Although my mathematician friends would probably yell at me if they heard this, as far as I see things it's hardly any different from physics. Just a model we create to describe observed phenomenon.
Oh, math only works this way in intuitive fields, like elementary calculus, elementary probability and staticstis, graph theory or Euclidean geometry. However, there are fields in math that are different -- for instance, there are topological spaces that exhibit phenomenons unseen anywhere else and that are very hard to grasp intuitively (I had very hard time trying to imagine what Cech-Stone compactification construction based on ultrafilters look like, and eventually I gave up after I understood that this space is only supposed to satisfy an universal property, and not have any intuitive shape). Deep results in algebraic methods in topology say interesting things about the models, while being completely indescribable outside of them, apart from some trivial examples (for instance, what _exactly_ are cohomology classes?).

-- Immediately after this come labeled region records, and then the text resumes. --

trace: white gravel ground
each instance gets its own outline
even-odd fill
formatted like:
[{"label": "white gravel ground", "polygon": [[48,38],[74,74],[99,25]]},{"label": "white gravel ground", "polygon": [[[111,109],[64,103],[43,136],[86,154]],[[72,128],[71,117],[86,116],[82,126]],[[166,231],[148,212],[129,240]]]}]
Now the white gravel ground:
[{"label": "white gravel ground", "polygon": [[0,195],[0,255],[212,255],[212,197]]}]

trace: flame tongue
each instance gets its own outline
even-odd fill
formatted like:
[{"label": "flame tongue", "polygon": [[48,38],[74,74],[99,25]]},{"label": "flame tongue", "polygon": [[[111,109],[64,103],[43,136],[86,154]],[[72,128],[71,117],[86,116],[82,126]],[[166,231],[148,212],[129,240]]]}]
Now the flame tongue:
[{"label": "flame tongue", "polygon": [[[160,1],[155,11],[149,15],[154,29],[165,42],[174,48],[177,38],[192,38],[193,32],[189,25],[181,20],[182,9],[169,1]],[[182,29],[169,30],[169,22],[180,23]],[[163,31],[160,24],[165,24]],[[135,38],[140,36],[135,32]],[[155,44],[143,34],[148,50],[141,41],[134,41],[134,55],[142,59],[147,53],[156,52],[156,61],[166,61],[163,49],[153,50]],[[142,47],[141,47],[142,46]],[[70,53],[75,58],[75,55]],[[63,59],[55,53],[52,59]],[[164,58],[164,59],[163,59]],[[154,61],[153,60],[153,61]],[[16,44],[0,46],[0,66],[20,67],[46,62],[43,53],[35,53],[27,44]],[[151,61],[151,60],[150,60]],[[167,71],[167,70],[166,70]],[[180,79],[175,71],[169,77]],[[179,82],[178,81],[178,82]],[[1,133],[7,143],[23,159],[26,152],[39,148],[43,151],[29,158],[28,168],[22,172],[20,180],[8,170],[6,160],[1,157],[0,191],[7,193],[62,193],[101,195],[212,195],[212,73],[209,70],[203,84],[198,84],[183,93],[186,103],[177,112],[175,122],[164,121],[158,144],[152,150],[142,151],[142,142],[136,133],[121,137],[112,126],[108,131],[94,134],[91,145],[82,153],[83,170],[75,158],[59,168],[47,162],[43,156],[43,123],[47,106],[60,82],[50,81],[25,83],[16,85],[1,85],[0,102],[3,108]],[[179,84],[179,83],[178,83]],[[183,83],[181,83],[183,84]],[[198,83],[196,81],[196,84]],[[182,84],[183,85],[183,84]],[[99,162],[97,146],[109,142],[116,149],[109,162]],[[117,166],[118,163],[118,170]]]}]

The bottom line is, if the only things you've seen are geometry and calculus, with intuitive concepts like speed of change, area, length, then yeah, it's only making our intuitions more formal. Otherwise, it's something completely different.
I'm exactly the intuitive thinker you describe, with only an undergrad degree in math. I have not a clue what a Cech-Stone compactification construction based on ultrafilters is.
But... I think that whatever it is, you decide on some fairly simple properties you want to satisfy, and then go off discovering what they lead to and what the consequences are. Sometimes (mostly all the time?) you get something trivial or that reduces to being isomorphic to something else, but sometimes you get out a lot more than you put in, in surprising ways. I call that a lot more like "discovery" than "invention" though both are strained as analogies.
Again, I would argue this is no different than physics. The strength and maturity of a model is not only based on its ability to describe what we can verify, but predict what we have never (and may never) seen, and sometimes what we have never even conceived of- and I think both physics and mathematics are doing that.
My point is, many concepts in math do not exist outside of the models describing them, while if we throw away physical models, the reality does not go away.
Bingo. Mathematics is a consistent model which can be applied to do useful things and make useful predictions, but like any logical system it springs from axioms that must simply be taken as given. Most of these axioms (Modus Ponens[1], for example) are so simple and obvious that it seems bizarre to construct a way of thinking without them, but that does not intrinsically make them "true".